The following article on what you should know about copyright was originally published on the LondonFreelance website. Although aimed at a UK audience, many of the points also apply to Irish freelances. Though UK and Irish law are of course not identical, we are not aware of any of the differences being significant at this level of detail. This briefing is an evolving document: readers can check for updated versions at LondonFreelance.org.
Your copyright is valuable — don’t sign it away needlessly.
MANY OF the problems that freelances face involve copyright. Some of these problems stem from editors and publishers being frightened that copyright is complicated, or believing myths about it.
It is not complicated: everything you need to understand is here, unless your question resembles “I did some work in 1955…” Note that this advice applies to the UK only. Irish law is similar; but check. The law in joined-up Europe is very different, and much friendlier to authors. Again, check.
Why would you want to understand these principles? Because doing so can increase your income: by a third, one survey says. We have highlighted some of the non-obvious terms clients and contracts may use.
• What you create as a freelance, you own. Photo, news story, radio feature, crossword clue… if you made it, it’s yours.
• What you own is the expression: the actual arrangement of words in the article, or objects and people in the photo, or whatever. There is no copyright in facts or in ideas. If an editor or producer commissions you to produce work based on a particular idea, in law this has no effect on your ownership of the work. You make it, you own it.
• Standard practice is that what you sell to an editor or producer is a licence – that is, your permission to use your work, once, in one territory, in one medium. Examples are First British Serial Rights, World Wide Web Reprint Rights… or Japanese (second edition) translation rights.
• Publishers and producers are vigorously trying to get freelances to assign our rights – for no extra money. “Assign” is jargon for “sell outright”. This means that they want the freehold in your work, for the price of a month’s rent.
Publishers with smarter lawyers may generously allow you to keep copyright in your work, then demand a licence to do anything with it, anywhere, forever. This means that they want a 999-year lease, for the price of a month’s rent.
Often, they don’t pay their lawyers enough to think about what they actually need. So the lawyers do what lawyers do when they’re confused: they put in everything, including but not necessarily limited to the kitchen sink. Or, ironically, they “borrow” the text of someone else’s contract, often one intended for computer programming.

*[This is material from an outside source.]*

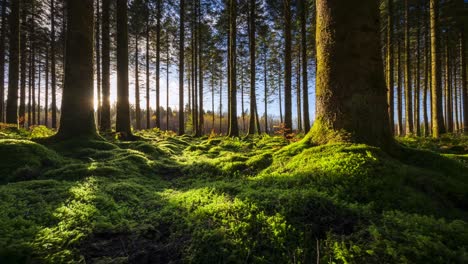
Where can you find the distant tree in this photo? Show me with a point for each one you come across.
(123, 106)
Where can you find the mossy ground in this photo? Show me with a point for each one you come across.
(217, 200)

• Some freelances ask why they shouldn’t hand over their reviews for What Fridge? After all, will they be worth anything in a couple of months’ time? We say: if not, why is the publisher going to all this trouble to get the right to re-use them for free? If you license only first-use rights you can get extra money – perhaps from syndication in translation to Quel réfrigérateur?
And you can get money from businesses that photocopy your work. To do this, UK freelances need to register with ALCS (for writers) or DACS (for photographers, illustrators, etc). This is free to NUJ members. Contact the Freelance Office for forms.
• One reason for the publishers’ rights grabs is that they want to put stuff on the Web, and sell content to database archives. The Web often is, and databases clearly are, separate editions, with separate income to the publisher – and you should be able to negotiate separate payments for these uses.
Databases syndicate your work to individual readers. If they pay $3 for a single article, shouldn’t you get a share?
Publishers complain that they’re spending money to give work away on the Web: but they want you to assign rights so they can keep all the proceeds from advertising and from future pay-per-view schemes – as well as from old-fashioned syndication to other publishers.
• So wherever possible, do not assign your rights. Ask the editor or producer what they actually want to do with your work. Negotiate a specific payment for each use. See the Freelance Fees Guide for suggested rates and the Rate for the Job for what’s been paid.
By long-standing tradition, if your work is syndicated – used in another publication – at your publisher’s initiative, then you get half the fee.
Put what you agree in writing – use the Confirmation of Commission form. This stops your client claiming what is called an implied licence: that is, one inferred from your actions.
• If you find unauthorised use of your work, contact the Freelance Office for help objecting in writing and taking it further if need be. If a stiff letter doesn’t do the trick, from the autumn of 2012 we expect there will be a Small Claims Court capable of dealing with copyright claims up to £5000 at reasonable cost. There is a guide to tracking down online pirates in the online Freelance Fees Guide.
• The Moral Rights are the right to a by-line or credit – to be identified – and the right to object to distortion of your work – to defend its integrity. In UK law, you do not have either of these moral rights in work which appears in newspapers or magazines, nor in work which reports “current events” anywhere. Publishers often demand you waive – that is, give up – moral rights anyway, maybe in case the law changes later. Resist.
You do have moral rights in, for example, a book – so long as it contains the magic phrase “Moral Rights Asserted”.
Remember: you still initially own everything you produce as a freelance, even if you don’t have moral rights. The moral rights are separate from the economic rights.
• You do not own work which you produce under a contract of employment (as against a freelance or casual contract). There are no moral rights in work done in employment in the UK.